Greetings toilers of the trendletariat. Are you tired of the traditional grind of the five day work week, spending all of that time on the assembly line or reading Gawker at your desk just waiting for the clock to strike 5pm on Friday? Well, what if we told you those days are soon to be a thing of the past because of the latest friendly trend and occupational craze the three-day weekend.

Preparations for Pagan Festival of Human Flesh

The three day weekend has a long and storied tradition beginning with the Pilgrims of the Plymouth Colony who once took Thursday through Saturday off to have a great big feast known as “Thanksgiving” with the local Native American tribe so that they might fatten them up for their eventual slaughter and ingestion at the Pagan “Festival of Human Flesh.”  While the latter festival is long forgotten, we still celebrate Thanksgiving every year by taking a long weekend so that both the Dallas Cowboys and Detroit Lions can play football.
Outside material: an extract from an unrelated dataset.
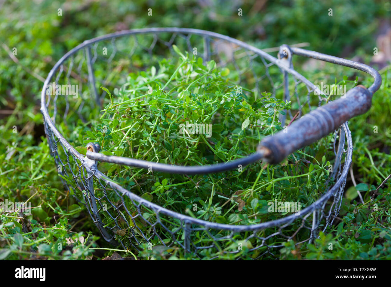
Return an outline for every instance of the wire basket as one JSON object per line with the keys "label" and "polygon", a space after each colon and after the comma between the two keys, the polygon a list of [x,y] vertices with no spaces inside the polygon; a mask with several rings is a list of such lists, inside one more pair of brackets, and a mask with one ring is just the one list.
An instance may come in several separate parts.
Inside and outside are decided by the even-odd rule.
{"label": "wire basket", "polygon": [[[270,91],[273,96],[295,102],[296,109],[305,115],[293,121],[289,132],[282,131],[268,137],[260,142],[254,153],[226,163],[170,166],[106,155],[99,153],[99,145],[92,143],[87,145],[86,154],[78,151],[67,139],[72,138],[72,132],[82,132],[76,131],[76,118],[88,126],[86,119],[91,111],[101,109],[106,93],[99,93],[98,87],[118,87],[124,82],[131,68],[118,66],[142,70],[156,64],[160,57],[174,57],[174,44],[189,53],[194,53],[196,48],[198,56],[204,61],[213,59],[218,66],[235,71],[238,85],[245,85],[259,94],[261,88]],[[328,99],[322,91],[293,69],[294,55],[366,72],[375,78],[374,82],[368,89],[355,87],[345,96],[326,103]],[[102,68],[107,71],[105,74],[100,71]],[[325,232],[333,224],[339,213],[352,163],[353,144],[347,121],[369,109],[372,94],[381,80],[376,70],[364,64],[286,45],[280,48],[276,58],[241,41],[209,31],[143,29],[86,41],[66,53],[46,78],[41,110],[50,152],[64,184],[86,206],[107,241],[136,251],[154,249],[161,253],[178,252],[185,256],[212,259],[244,258],[240,248],[244,244],[251,258],[270,258],[276,257],[285,242],[293,242],[295,245],[310,242],[320,231]],[[77,85],[79,96],[72,98],[72,95],[48,93],[48,87],[53,84]],[[315,101],[314,93],[318,95]],[[317,102],[316,108],[314,103]],[[286,116],[281,115],[282,123],[285,122],[285,117],[294,119],[288,112]],[[223,172],[260,160],[277,163],[298,149],[330,134],[335,158],[330,180],[334,184],[300,214],[255,224],[219,223],[173,212],[124,188],[100,171],[97,165],[98,161],[106,162],[189,175]],[[125,229],[127,232],[122,231]]]}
The Original Three-Day Weekend Warriors

Cowboys and Lions: The Original Three-Day Weekend Warriors

According to a survey done at the Work Institute of America (W.I.A) based on thirty one hours of research or conversations at the watercooler and over Instant Messager at their very own office; most employees only do nine hours of actual work per week. They also found that no matter how many days the work week consisted of, the nine hours of work per week remained constant and that the majority of work days are spent either killing time leading up to lunch, killing time getting ready to go home, reading the newspaper in the bathroom or looking for a new job where they make more money but work less of the time.

In an effort to curb the latter, employees have begun removing Friday or Monday as part of the work schedule in order to eliminate annoying discussions about hump day in the elevator and to a lesser extent increase productivity on other days of the week.

Data Gathering In Action

W.I.A: Data Gathering In Action

The study itself was prompted by an actual four day weekend over Thanksgiving in 2002 when employees at Bear Stearns on Wall Street, despite only working Monday through Wednesday the previous week, had no extra work to do when they returned the following Monday, yet marveled at all of the extra time they had to take a quick trip to Vegas, get shitfaced, gamble, and go to strip clubs or as some of them called it “spending time with their family”. And really what’s more friendly and trendy than spending time with the people you love…doing the things you love.